Deuteronomio 8,6
Durante mi infancia llegué a tener la idea de que a Dios había que tenerle miedo: Él controlaba y castigaba. Las historias bíblicas que me contaron me dejaron la imagen de un Dios terrible y malo, que no toleraba que alguien se desviara lo más mínimo de sus leyes. Y los mandamientos me parecían pesados y negativos. Yo recordaba más los que comienzan con un no: no matarás, no hurtarás, etc.
Con el paso del tiempo, y habiendo estudiado la Biblia por mí misma, encontré cada vez más evidencias de un Dios bueno, misericordioso, amoroso, y que una y otra vez perdona al ser humano que se aparta de él y le facilita su regreso a su lado. También tuve que reconocer que los mandamientos no son cargas pesadas y caprichosas; sino por el contrario, sensatas normas de convivencia y reglas que son para nuestro bienestar. Sin estos preceptos viviríamos desconfiando hasta de los que conviven con nosotros.
Si tratamos de seguir los caminos del Señor, sin apartarnos de lo que él quiere para nosotros, podemos vivir confiados y no tener miedo.
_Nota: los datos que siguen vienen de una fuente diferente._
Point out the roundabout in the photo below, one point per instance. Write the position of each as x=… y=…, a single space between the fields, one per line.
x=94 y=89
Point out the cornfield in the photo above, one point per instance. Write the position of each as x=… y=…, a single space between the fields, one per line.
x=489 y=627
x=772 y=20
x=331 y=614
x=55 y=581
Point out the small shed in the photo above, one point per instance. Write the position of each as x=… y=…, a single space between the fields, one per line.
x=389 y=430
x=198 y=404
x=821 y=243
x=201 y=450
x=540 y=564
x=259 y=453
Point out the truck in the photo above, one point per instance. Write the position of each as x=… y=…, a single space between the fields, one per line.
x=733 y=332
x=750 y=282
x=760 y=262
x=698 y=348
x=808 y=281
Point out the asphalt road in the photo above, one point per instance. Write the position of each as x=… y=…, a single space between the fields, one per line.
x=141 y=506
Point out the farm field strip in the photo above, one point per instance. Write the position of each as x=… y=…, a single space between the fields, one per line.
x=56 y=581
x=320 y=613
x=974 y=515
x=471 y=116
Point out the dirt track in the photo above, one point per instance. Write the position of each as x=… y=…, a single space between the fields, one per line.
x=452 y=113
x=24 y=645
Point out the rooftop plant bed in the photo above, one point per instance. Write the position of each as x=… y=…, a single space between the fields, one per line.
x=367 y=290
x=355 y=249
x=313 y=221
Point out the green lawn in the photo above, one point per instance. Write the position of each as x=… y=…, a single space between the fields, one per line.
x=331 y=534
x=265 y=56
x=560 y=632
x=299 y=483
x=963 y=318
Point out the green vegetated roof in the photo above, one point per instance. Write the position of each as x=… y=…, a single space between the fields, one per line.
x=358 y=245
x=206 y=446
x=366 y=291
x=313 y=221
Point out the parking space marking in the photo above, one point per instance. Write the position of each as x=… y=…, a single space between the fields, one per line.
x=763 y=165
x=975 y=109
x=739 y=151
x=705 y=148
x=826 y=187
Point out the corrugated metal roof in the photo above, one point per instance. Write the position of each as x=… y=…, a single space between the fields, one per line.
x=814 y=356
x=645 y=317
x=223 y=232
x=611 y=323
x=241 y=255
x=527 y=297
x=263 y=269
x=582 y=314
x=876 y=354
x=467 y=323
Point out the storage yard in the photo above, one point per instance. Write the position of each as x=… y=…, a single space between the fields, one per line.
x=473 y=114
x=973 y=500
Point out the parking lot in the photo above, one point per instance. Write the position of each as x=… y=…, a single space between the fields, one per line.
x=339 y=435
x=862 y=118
El temor, esa ansia de huir o rehusar las cosas que son dañinas y peligrosas, nos debe acercar más a Dios, porque él quiere lo mejor para nosotros, sus hijos e hijas.
El pueblo de Israel, al que estaban dirigidas estas palabras, lo experimentó en su camino a la tierra prometida. Aunque trataron de alejarse de Dios, finalmente llegaron a la meta obedeciéndole y con su ayuda y protección.